Eleven Things About Western Barbie 1980

This version was made in Taiwan.
  1. Western Barbie was released as a Pink Label (Pink Box) Barbie by Mattel in 1980. Her model number is 1757.

2. She was part of the “Superstar Era” of Barbie dolls made between 1977 and 1988. Her mouth and smile are recognizably “Superstar” even while the rest of her head mold was unique due to her winking eye.

3. The Western Barbie playline included Western Ken (#3600), Western Skipper (#5029) and the horses: the palomino Dallas (#3312), the black stallion Midnight (#5337) and Skipper’s show horse, Honey (#5880).

4. Depending where you were buying Western Barbie when she was released, you would have received a Barbie with one of two hairstyles. One version had shoulder-length hair and curled bangs (think Barbara Mandrell) and one had longer hair without bangs (think Charlene Tilton from Dallas).

(L) Shorter hair with bangs (Image: Amos Media). (R) The longer hairstyle without bangs (Image: M. St Claire, Flickriver.com)

5. While Western Barbie was the original “Gorgeous Western Star!”, Mattel revisited the cowgirl/western theme for Barbie again in 1982 with Horse Lovin’ Barbie (#15648), in 1990 with Western Fun Barbie (#9932), and in 1993 with Western Stampin’ Barbie (#10293).

6. One of Western Barbie’s key features, as previously mentioned, was the fact that she winked. Her winking eye was operated by pressing a button in the back of the doll. Sadly, the winking eye has also been the cause of these dolls not aging as well as other Barbies from that era: the rubber used for the eyelids tends to age differently for each eye, giving an uneven, or even drunken appearance to the poor girl. There’s also a distinct stitch in the back of her head, under the hair, which also helps in identifying this doll (um, if the eyelids weren’t enough).

The button (L) and the stitch (R)

7. Western Barbie came with a white, silver, and black cowgirl pantsuit, a white cowboy hat, white boots embossed with “Barbie”, “photographs” for Barbie to autograph and give to her fans, a “Barbie” stamper with pink ink, a comb, brush, handheld mirror, and perfume bottle.

(L) The glamour shots to autograph (Image: M St Claire, Flickriver) and (R) Western Barbie with her accessories. Inset (top) detail of boots, Inset (bottom) detail of stamper with print. (Images: Amos Media)

8. Of course you want to see the original box. The 80s Barbie boxes had beautiful illustrations. To a kids’ eyes, these illustrations held a million dreams.

“She gives you her autograph and a wink!” (Image: offerup.com)

9. You can still check out the original commercial on YouTube:

“Can I have your autograph?” “Sure, pard’ner!” “Oh, Dad!”
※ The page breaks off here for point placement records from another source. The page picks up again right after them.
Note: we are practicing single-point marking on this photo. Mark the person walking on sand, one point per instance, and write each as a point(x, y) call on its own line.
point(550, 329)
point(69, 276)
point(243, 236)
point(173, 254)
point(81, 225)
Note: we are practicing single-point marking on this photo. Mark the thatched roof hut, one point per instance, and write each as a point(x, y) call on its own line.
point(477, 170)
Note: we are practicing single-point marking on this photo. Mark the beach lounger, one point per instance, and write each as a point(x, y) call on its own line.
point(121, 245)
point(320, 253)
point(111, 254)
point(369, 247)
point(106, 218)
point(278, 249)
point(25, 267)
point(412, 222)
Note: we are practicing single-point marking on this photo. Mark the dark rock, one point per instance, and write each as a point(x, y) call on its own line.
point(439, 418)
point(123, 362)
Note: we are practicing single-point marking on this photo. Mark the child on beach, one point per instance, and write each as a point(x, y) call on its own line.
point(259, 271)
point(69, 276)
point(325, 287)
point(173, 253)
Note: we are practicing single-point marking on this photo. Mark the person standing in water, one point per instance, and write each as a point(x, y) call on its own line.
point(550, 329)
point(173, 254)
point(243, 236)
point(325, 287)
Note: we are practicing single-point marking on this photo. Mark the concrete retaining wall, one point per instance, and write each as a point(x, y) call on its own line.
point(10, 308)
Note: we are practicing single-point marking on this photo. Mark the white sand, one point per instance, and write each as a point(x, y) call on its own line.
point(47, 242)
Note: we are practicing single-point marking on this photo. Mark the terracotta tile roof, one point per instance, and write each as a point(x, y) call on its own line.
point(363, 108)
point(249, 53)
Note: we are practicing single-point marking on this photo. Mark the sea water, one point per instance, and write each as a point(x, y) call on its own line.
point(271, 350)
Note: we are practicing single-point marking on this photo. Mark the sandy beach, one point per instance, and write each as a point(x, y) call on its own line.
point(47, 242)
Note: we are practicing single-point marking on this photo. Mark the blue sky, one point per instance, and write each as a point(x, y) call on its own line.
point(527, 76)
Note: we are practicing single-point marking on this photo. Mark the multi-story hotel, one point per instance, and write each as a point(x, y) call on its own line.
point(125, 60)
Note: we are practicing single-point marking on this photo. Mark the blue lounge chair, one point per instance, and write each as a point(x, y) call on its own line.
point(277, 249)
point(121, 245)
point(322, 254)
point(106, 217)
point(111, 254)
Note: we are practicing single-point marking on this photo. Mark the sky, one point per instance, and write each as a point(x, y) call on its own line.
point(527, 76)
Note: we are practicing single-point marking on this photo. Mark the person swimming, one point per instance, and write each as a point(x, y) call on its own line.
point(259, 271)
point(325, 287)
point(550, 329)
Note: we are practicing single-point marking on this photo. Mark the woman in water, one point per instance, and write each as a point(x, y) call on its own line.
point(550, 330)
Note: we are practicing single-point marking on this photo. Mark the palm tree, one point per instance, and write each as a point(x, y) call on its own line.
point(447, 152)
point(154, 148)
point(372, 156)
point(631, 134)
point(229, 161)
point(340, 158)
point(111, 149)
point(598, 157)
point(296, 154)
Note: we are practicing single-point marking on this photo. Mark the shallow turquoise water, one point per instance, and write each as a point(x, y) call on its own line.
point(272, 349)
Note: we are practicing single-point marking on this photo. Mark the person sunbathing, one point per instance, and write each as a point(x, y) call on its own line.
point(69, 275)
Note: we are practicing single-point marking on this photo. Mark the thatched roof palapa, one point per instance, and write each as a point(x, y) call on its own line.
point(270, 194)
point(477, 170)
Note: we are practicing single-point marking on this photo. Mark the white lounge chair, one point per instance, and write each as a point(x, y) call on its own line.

10. As of August 2020, prices for the outfit and boots range between 9.99 and up. The doll itself has prices from 9.99 (nude, poor condition, no accessories) to $103.95 for New In Box/Never Been Removed From Box.

11. Why Western Barbie in 1980? The 1970s saw the popularity of country music rise with crossover hits from Crystal Gayle, Eddie Rabbitt, Anne Murray, John Denver, Juice Newton, and Dolly Parton, among others. From the mid-70s to the early ‘80s, fashion in the U.S. had a lot of Western wear influences: prairie skirts, cowboy boots and belt buckles, the rise of the designer jean, plaid shirts with metallic threads and mother-of-pearl snaps and buttons. The television show Dallas premiered in 1978. 1980 saw a kind of high-water mark for these trends, not only in Western Barbie but in the popularity of the movie and song 9 to 5, the movie Urban Cowboy, and the musical variety TV show Barbara Mandrell and the Mandrell Sisters.